Summly search engine simplifies web content
Nick D'Aloisio is 16 years old and still working hard in high school. This articulate, mannerly youth has many life interests in sports, social life and his academic work, apart from his computer interests. His parents are a lawyer and an investment banker and the family lives in South London.
He is taking a leave from school in January 2012 to meet with backers in San Francisco, work on the app to refine and develop it further. In a BBC Interview with Jane Wakefield he suggests Summly’s ability to quickly distill information has potential for simplifying information-sharing on Twitter and Facebook, as well as for summarizing e-books and emails (Wakefield, 2011). It can condense reference pages, news articles and reviews and is targeted for those of us with pressured schedules who get our news in five minute bullets in breaks between other duties.
The Summly app in less than a minute converts the longer texts into three or five short paragraphs like bullet points. Unlike Google Instant Preview, which offers an image of the page, the Summly app gives a summarized content preview so researchers can decide which sites or news stories are worth the time it takes to turn for more details to the original site.

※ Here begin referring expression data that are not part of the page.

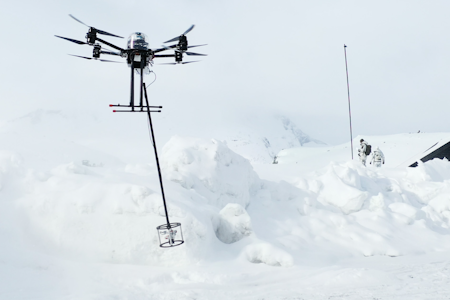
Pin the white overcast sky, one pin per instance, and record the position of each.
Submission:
(281, 56)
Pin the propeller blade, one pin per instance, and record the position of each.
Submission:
(189, 29)
(164, 48)
(180, 63)
(197, 54)
(165, 55)
(173, 40)
(107, 33)
(109, 53)
(72, 40)
(178, 37)
(81, 56)
(103, 60)
(197, 46)
(98, 31)
(78, 20)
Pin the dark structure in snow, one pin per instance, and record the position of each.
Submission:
(441, 152)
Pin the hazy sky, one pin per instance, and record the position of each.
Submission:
(281, 56)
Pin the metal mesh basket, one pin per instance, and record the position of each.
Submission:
(170, 235)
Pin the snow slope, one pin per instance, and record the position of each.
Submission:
(333, 229)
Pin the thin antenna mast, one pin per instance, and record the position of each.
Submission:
(348, 92)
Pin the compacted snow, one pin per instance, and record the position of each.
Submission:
(77, 222)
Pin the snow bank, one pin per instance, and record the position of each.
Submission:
(233, 224)
(211, 169)
(227, 212)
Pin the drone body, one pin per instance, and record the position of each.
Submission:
(138, 55)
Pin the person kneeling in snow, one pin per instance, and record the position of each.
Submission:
(377, 158)
(362, 151)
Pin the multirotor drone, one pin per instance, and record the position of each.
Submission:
(137, 53)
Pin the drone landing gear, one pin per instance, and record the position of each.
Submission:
(170, 234)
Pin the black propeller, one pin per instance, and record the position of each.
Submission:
(179, 63)
(95, 29)
(178, 37)
(103, 60)
(195, 54)
(72, 40)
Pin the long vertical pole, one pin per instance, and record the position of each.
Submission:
(156, 154)
(348, 92)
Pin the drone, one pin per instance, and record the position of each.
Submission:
(138, 55)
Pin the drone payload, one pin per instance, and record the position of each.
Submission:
(140, 58)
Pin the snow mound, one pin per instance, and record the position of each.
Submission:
(234, 224)
(211, 169)
(268, 254)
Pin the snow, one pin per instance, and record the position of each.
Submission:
(317, 225)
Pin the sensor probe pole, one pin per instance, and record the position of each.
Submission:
(156, 155)
(348, 92)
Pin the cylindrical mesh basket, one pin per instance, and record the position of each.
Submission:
(170, 235)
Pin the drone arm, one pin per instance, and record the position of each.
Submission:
(164, 55)
(111, 45)
(109, 53)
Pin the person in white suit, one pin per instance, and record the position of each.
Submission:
(362, 151)
(377, 158)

Despite Summly's convenience, there are some legitimate concerns that its process may involve unfair and uncompensated use of other web writers' content. Publishers and webmasters who suspect there may be Digital Millenium Copyright Act infringements here and wish to protect their content from applications like Summly that profit from other writer's work and may result in loss of traffic to sites can learn more about ypraise.com's incipient Summly action group for publishers.
Summly launched in mid-December and in the first week was downloaded 30,000 times. At last, here may be a practical way to use artificial intelligence to manage information overload, and leave the humans time to slowly eat, sleep, play and converse with each other again.